Posted by @cookwithauds, the broccoli and cheddar soup is the perfect indulgent comfort dish to enjoy throughout this autumn and winter.
Brimming with nutrients from broccoli and carrots, and the luxury of a generous portion of cheddar cheese, it has everything you could ever want from a comfort meal.
Having made it myself, I can say that it’s probably the best soup I’ve ever made – even a year later. Two words that I’d used to describe it would definitely be ‘restaurant quality’.
It was simple, delicious, indulgent, and made plenty of servings – which tasted even more delicious in the following days. The chef chose to garnish hers with crispy bacon for an additional flavour boost.
Here’s everything you need to prepare the soup – which created four servings – and the steps you need to follow.
Broccoli cheddar soup
Ingredients
- One white onion
- Six cloves of garlic
- Olive oil
- Three tablespoons butter
- Salt, pepper, onion & garlic powder
- Quarter cup flour
- Four cups chicken broth
- Half cup semi-skimmed milk
- Half cup single cream
- Two cups grated cheddar cheese
- Head of broccoli
- Three carrots
Method
Firstly, prepare all your vegetables. Chop the onion, crush the garlic, roughly cut the broccoli – including the stalk – and grate the carrots.

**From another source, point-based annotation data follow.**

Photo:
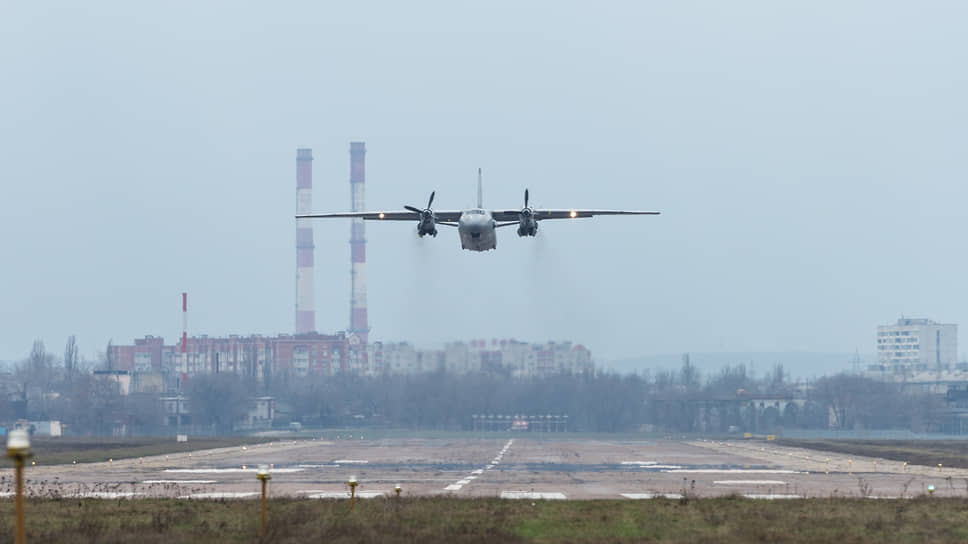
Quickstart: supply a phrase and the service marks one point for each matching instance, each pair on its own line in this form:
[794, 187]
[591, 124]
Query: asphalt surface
[528, 466]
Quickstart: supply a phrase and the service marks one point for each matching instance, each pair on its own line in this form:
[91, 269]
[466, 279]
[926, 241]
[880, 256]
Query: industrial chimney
[358, 322]
[305, 295]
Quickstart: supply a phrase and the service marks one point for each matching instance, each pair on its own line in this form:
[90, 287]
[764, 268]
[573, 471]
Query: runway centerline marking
[640, 496]
[459, 484]
[149, 482]
[749, 482]
[532, 495]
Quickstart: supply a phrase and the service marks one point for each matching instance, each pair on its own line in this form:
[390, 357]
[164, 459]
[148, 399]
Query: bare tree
[70, 359]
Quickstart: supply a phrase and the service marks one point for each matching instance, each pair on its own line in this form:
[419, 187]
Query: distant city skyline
[807, 159]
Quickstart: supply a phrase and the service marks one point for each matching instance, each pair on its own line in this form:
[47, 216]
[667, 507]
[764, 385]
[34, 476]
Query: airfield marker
[352, 483]
[263, 476]
[18, 449]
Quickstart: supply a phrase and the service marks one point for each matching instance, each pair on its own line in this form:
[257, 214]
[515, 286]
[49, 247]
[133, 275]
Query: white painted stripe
[149, 482]
[228, 470]
[638, 496]
[749, 482]
[342, 494]
[219, 495]
[532, 495]
[733, 471]
[105, 495]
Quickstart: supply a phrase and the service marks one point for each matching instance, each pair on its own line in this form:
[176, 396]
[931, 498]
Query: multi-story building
[915, 345]
[151, 365]
[521, 359]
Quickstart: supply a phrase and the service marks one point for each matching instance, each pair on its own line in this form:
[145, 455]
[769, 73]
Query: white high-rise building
[914, 345]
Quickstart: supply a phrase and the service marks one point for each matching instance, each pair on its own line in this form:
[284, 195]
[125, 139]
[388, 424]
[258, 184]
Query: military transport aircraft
[476, 226]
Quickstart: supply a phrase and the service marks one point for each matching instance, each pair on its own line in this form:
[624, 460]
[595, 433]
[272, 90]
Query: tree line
[684, 400]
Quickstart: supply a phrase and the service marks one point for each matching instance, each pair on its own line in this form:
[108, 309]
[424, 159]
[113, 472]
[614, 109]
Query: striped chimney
[358, 321]
[305, 294]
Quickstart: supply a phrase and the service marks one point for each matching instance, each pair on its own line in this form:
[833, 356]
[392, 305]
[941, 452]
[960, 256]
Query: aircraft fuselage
[477, 230]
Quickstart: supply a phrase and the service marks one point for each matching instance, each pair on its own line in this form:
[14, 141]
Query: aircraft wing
[540, 215]
[442, 216]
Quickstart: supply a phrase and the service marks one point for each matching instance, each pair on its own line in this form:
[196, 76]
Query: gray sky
[808, 158]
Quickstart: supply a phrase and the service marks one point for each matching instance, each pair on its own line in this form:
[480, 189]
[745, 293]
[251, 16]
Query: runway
[522, 467]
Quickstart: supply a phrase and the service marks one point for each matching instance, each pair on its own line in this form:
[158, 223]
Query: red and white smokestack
[184, 323]
[358, 321]
[305, 292]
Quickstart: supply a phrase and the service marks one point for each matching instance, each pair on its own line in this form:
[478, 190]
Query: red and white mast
[358, 318]
[305, 292]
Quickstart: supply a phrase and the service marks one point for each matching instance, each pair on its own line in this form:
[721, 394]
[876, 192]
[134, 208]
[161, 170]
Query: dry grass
[64, 450]
[438, 519]
[950, 453]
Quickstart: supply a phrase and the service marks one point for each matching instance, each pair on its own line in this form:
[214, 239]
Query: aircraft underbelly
[484, 240]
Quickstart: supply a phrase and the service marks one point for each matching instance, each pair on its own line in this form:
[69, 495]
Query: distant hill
[796, 364]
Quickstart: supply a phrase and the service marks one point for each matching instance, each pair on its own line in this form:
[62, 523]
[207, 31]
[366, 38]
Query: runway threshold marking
[749, 482]
[459, 484]
[149, 482]
[341, 494]
[219, 495]
[532, 495]
[105, 495]
[227, 470]
[640, 496]
[732, 471]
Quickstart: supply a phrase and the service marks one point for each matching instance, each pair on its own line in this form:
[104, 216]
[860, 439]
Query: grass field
[494, 520]
[65, 450]
[950, 453]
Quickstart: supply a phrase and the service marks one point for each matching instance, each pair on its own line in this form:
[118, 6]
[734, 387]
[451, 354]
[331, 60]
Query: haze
[808, 158]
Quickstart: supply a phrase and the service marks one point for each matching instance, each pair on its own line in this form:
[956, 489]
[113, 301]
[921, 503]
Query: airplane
[476, 226]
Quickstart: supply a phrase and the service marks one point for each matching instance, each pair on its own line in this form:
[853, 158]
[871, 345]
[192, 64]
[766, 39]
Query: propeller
[526, 211]
[427, 209]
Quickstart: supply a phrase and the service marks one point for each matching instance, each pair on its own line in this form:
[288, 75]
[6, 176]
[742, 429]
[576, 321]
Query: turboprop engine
[527, 224]
[428, 222]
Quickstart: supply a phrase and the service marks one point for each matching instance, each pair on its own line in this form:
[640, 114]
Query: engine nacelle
[427, 224]
[527, 226]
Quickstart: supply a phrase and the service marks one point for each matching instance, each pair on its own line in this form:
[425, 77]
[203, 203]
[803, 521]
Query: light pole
[18, 449]
[264, 477]
[352, 483]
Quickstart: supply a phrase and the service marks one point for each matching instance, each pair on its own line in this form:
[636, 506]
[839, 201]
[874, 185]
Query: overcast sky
[809, 160]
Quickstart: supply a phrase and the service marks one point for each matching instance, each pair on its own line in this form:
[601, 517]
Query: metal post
[19, 500]
[265, 517]
[264, 476]
[352, 483]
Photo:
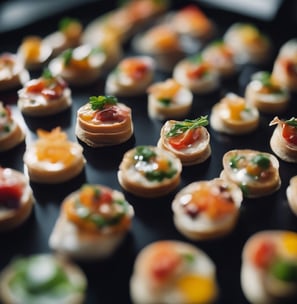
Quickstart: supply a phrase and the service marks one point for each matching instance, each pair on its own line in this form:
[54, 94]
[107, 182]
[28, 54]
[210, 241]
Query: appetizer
[191, 21]
[11, 134]
[16, 199]
[283, 141]
[131, 76]
[42, 278]
[189, 140]
[284, 70]
[221, 57]
[207, 209]
[92, 223]
[80, 66]
[173, 272]
[46, 95]
[168, 99]
[162, 43]
[196, 74]
[266, 95]
[12, 72]
[52, 158]
[103, 121]
[34, 52]
[249, 44]
[67, 36]
[233, 115]
[148, 171]
[269, 267]
[291, 193]
[256, 172]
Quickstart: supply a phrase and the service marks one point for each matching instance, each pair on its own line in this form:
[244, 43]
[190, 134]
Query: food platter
[108, 280]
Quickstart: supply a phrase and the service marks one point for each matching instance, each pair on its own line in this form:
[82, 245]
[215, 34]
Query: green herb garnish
[65, 22]
[144, 153]
[188, 124]
[264, 77]
[233, 162]
[99, 102]
[261, 161]
[67, 56]
[291, 122]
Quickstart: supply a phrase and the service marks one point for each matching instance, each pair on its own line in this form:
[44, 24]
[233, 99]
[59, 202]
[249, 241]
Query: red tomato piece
[185, 139]
[290, 134]
[263, 254]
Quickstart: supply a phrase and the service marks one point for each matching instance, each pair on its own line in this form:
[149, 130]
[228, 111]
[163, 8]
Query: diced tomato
[10, 195]
[263, 254]
[185, 139]
[111, 113]
[290, 134]
[164, 263]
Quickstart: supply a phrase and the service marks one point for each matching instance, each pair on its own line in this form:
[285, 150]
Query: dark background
[109, 279]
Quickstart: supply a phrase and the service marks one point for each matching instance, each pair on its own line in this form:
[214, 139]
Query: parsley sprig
[188, 124]
[292, 122]
[99, 102]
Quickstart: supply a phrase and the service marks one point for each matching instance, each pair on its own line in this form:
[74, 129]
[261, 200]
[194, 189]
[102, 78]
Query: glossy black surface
[109, 279]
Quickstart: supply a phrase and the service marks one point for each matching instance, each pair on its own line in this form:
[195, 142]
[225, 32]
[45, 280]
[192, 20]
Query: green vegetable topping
[144, 153]
[292, 122]
[261, 161]
[187, 124]
[47, 74]
[99, 102]
[67, 56]
[65, 22]
[284, 271]
[233, 162]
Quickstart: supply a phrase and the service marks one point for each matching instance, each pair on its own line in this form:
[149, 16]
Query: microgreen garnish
[292, 122]
[144, 153]
[99, 102]
[183, 126]
[65, 22]
[67, 56]
[47, 74]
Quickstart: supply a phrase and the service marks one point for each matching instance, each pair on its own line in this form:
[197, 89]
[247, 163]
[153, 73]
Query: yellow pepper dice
[235, 106]
[31, 47]
[197, 289]
[290, 243]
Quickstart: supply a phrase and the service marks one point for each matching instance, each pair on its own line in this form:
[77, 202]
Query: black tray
[109, 279]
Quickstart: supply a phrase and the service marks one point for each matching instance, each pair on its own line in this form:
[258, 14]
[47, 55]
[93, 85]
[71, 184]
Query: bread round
[88, 243]
[240, 166]
[283, 149]
[291, 193]
[195, 153]
[184, 280]
[14, 291]
[11, 218]
[38, 104]
[11, 134]
[245, 120]
[263, 258]
[133, 173]
[49, 169]
[98, 133]
[213, 221]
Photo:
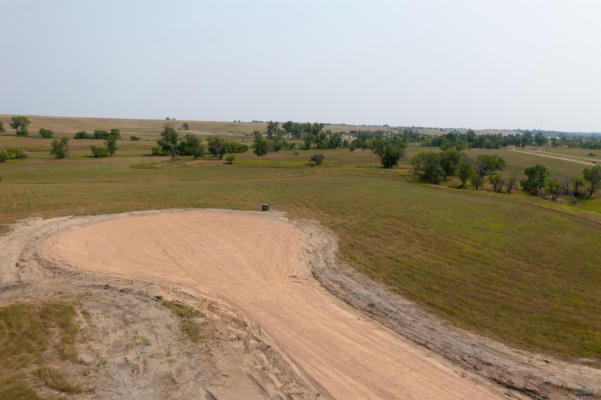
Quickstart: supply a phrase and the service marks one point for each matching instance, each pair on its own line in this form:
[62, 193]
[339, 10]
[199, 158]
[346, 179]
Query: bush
[16, 153]
[235, 147]
[158, 151]
[426, 167]
[60, 148]
[317, 158]
[538, 176]
[82, 135]
[46, 133]
[99, 152]
[389, 151]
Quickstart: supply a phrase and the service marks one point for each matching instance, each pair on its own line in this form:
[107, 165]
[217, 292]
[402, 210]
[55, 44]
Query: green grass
[32, 334]
[186, 314]
[515, 268]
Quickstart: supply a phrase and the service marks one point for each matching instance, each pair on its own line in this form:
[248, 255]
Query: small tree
[593, 177]
[216, 146]
[191, 146]
[169, 140]
[511, 181]
[389, 151]
[46, 133]
[537, 177]
[111, 146]
[553, 187]
[260, 144]
[99, 152]
[465, 172]
[497, 182]
[426, 166]
[317, 158]
[476, 180]
[60, 148]
[19, 124]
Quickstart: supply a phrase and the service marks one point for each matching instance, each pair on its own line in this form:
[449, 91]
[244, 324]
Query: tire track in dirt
[253, 263]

Next, in a large pot with a lid, add a generous amount of olive oil and the butter, allowing it to melt over medium heat.
Add the onions and let them soften for a few minutes, ensuring to stir them well before seasoning with salt, pepper, garlic granules and onion granules – I used about one teaspoon each of the seasonings.
Stir this mixture again before adding in the garlic as well.
After about 30 seconds, add in the flour. This is where I think I made a slight mistake – I don’t think I added enough, so it didn’t thicken up as much as I would have liked.
Then, stir it once more before gradually adding it to the stock. I used two vegetable stock cubes, dissolved in 800ml of boiling water.
Cover the pot and leave it to cook on medium-low heat for around 15 minutes. This is when I put the oven on to make a garlic baguette – because what’s soup without some delicious carbs to accompany it?
Afterwards, add the milk and cream to the pot and then slowly add in the grated cheese. I used around 250g of grated extra mature but made sure to reserve some to sprinkle on top of the soup when serving.
At this stage, you can season to taste, before adding in the chopped broccoli and grated carrots.
Replace the lid and allow it to cook for an additional 10 minutes, or until the broccoli is cooked. Once ready, portion it into bowls, sprinkle a bit more cheese on top, and serve with your warm garlic bread.